Elsewhere in Orange County was even worse. In the 45th District, another Biden-won enclave, incumbent Republican Michelle Steel dominated the field with 57 percent of the vote, despite supporting some of the most extreme anti-abortion legislation in the country, including a national ban and some illegalization of IVF—in a blue district! She looks as if she’ll run in the general against Democrat Derek Tran, who eked out a second-place victory, thanks to a fundraising advantage, over the state Democratic Party’s pick, Kim Nguyen-Penaloza. Despite being a high-priority race shortlisted by the Democratic Congressional Campaign Committee, 57 percent would indicate that this district is far out of reach for November.

In California’s 27th District, just north of Schiff’s own Burbank, the result was even more jarring. National Democrats have repeatedly targeted this Biden-won district as a red-to-blue flip opportunity, and they pulled out the stops to clear the field for Democrat George Whitesides to take on Republican incumbent Mike Garcia, who did not vote to impeach Trump. On Tuesday, Garcia ran away with 59 percent of the vote.

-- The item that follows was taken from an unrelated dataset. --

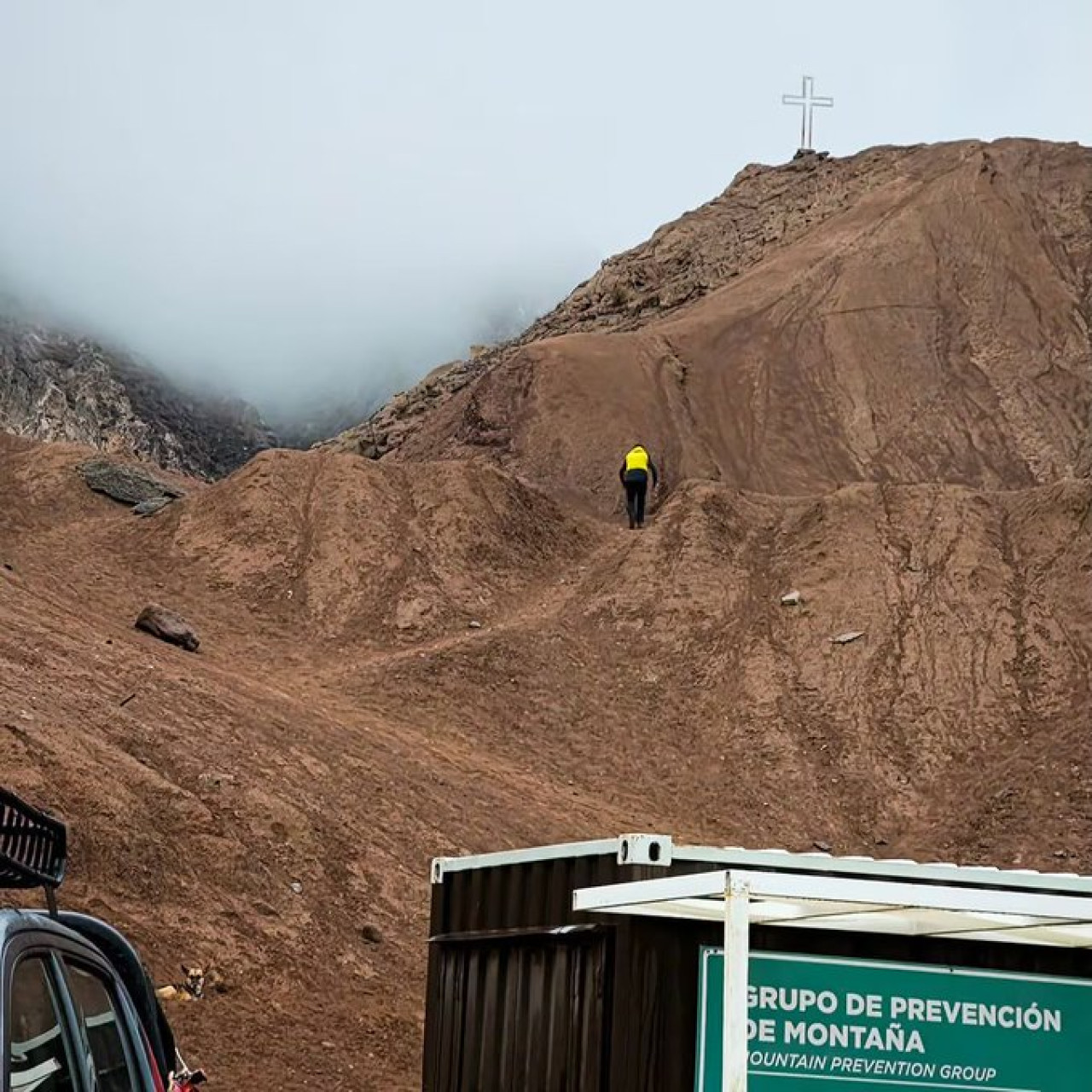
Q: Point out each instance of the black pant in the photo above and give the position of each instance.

And in Palm Springs’ 41st, another seat Democrats are hoping to flip, incumbent Republican Ken Calvert also won more than 50 percent of the vote.

The result was just as bad for progressive causes even further down ballot. After Tuesday, the right-wing takeover of San Francisco looks complete with the sweep of three tough-on-crime, criminalization-of-poverty measures straight out of the 1990s. “Voters make it clear: San Francisco can no longer be called a progressive city,” reads an instructive San Francisco Chronicle piece about that result. The city already has a relatively conservative (though Democratic) mayor and district attorney, but the radical rightward lurch of the tech industry continues to impress upon the city’s politics.

It would be a best-case scenario if this were all the result of future Sen. Schiff’s cynical, self-serving electioneering; state and national Democrats are telling themselves that story today to take the edge off. But if that turnout campaign ends up having a lasting effect—if Republican voters in California wake up to the impact they had today and decide they will stay engaged come November—the road to a Democratic House majority goes from difficult to near impossible. Schiff will have left the House behind, but left it in shambles.